Ammonta a 52,9 milioni il budget gestito dai gruppi parlamentari nella scorsa legislatura finito sotto la lente d’ingrandimento della Procura di Palermo che indaga sulla spesa dei fondi pubblici: si tratta di fondi assegnati dal Parlamento in base alle regole in vigore fino all’estate di due anni fa, poi modificate con l’introduzione delle rendicontazioni.
Nel 2012 i gruppi incassarono 12,65 milioni di euro, 13,72 milioni l’anno precedente e la stessa cifra nel 2010. Due i canali di finanziamento previsti in quel periodo: il “contributo per le spese legate allo svolgimento dell’attività parlamentare” pari a 4.178 euro assegnato per ogni deputato aderente al gruppo e un contributo di 3.750 euro al mese per ogni parlamentare.
Con il primo canale di finanziamento i gruppi dovevano pagare il portaborse, eventuali consulenti e manifestazioni con finalità istituzionali. Fino alla primavera di due anni fa queste somme venivano caricate direttamente nella busta paga del parlamentare, dunque non facilmente controllabili. Alla fine del 2012 la metà della somma venne erogata in busta paga e ogni deputato ogni quattro mesi doveva fornire le pezze d’appoggio che giustificavano le spese; l’altra metà della somma invece veniva assegnata dal gruppo parlamentare al singolo deputato ogni mese ed era necessaria un’autocertificazione.
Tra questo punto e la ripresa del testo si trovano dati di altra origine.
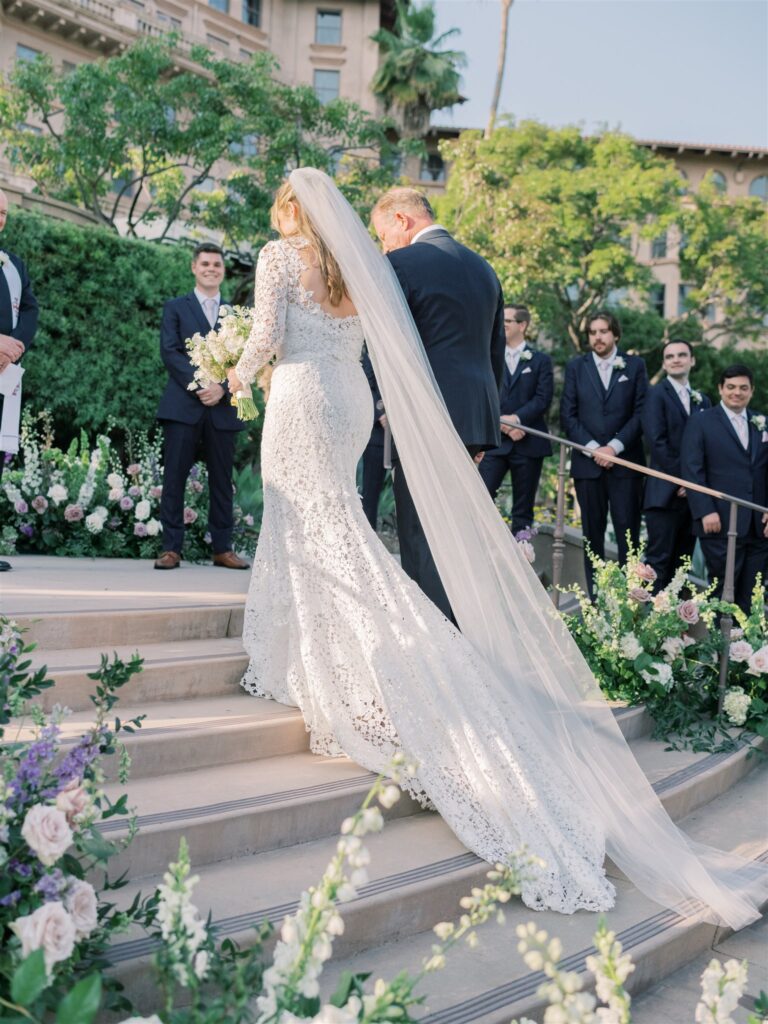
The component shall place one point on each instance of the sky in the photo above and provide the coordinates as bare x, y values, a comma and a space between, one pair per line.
688, 71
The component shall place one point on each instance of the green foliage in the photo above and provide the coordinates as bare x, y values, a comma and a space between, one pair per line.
415, 75
96, 355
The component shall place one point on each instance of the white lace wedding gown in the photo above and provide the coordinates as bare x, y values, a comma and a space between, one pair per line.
334, 627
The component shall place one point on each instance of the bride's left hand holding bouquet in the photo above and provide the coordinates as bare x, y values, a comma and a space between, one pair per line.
215, 354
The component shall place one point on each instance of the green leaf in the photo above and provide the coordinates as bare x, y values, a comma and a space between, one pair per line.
30, 978
81, 1006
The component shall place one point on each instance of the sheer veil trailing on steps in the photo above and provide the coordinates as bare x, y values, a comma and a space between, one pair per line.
503, 609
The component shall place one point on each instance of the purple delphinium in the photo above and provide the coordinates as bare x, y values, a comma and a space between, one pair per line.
37, 758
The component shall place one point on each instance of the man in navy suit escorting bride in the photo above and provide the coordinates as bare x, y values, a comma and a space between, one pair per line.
457, 303
526, 395
194, 419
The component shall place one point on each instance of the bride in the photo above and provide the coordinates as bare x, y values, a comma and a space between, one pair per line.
513, 741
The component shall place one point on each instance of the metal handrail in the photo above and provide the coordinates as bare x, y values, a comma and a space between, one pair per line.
558, 540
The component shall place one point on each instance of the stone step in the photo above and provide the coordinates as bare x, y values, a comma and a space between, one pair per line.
110, 628
419, 871
229, 811
180, 670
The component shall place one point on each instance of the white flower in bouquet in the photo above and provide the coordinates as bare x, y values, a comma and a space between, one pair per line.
630, 647
82, 905
46, 833
736, 706
57, 494
740, 651
142, 510
758, 664
51, 929
662, 674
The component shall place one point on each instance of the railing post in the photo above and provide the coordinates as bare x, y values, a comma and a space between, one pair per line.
558, 543
726, 621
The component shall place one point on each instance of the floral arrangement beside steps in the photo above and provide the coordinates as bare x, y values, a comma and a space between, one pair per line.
664, 651
88, 502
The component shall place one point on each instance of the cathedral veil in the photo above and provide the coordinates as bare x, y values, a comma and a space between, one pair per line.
503, 609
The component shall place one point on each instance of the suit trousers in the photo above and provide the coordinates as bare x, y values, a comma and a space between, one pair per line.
181, 443
525, 475
752, 558
670, 540
416, 558
620, 495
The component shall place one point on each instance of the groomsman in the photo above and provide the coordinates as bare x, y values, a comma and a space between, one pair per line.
457, 303
525, 397
668, 408
194, 419
601, 408
726, 449
18, 312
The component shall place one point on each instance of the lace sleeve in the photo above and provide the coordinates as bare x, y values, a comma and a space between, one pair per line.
269, 304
Per quanto riguarda il secondo canale di finanziamento, cioè il contributo a ogni deputato, il gruppo tratteneva i fondi con i quali pagare i dipendenti e le spese di funzionamento (stampanti, fotocopiatrici, convegni e consulenti). Un’altra fonte di finanziamento era legata all’utilizzo dei cosiddetti dipendenti “stabilizzati”, un bacino di 86 persone: se il gruppo vi faceva ricorso riceveva il contributo per il pagamento degli stipendi.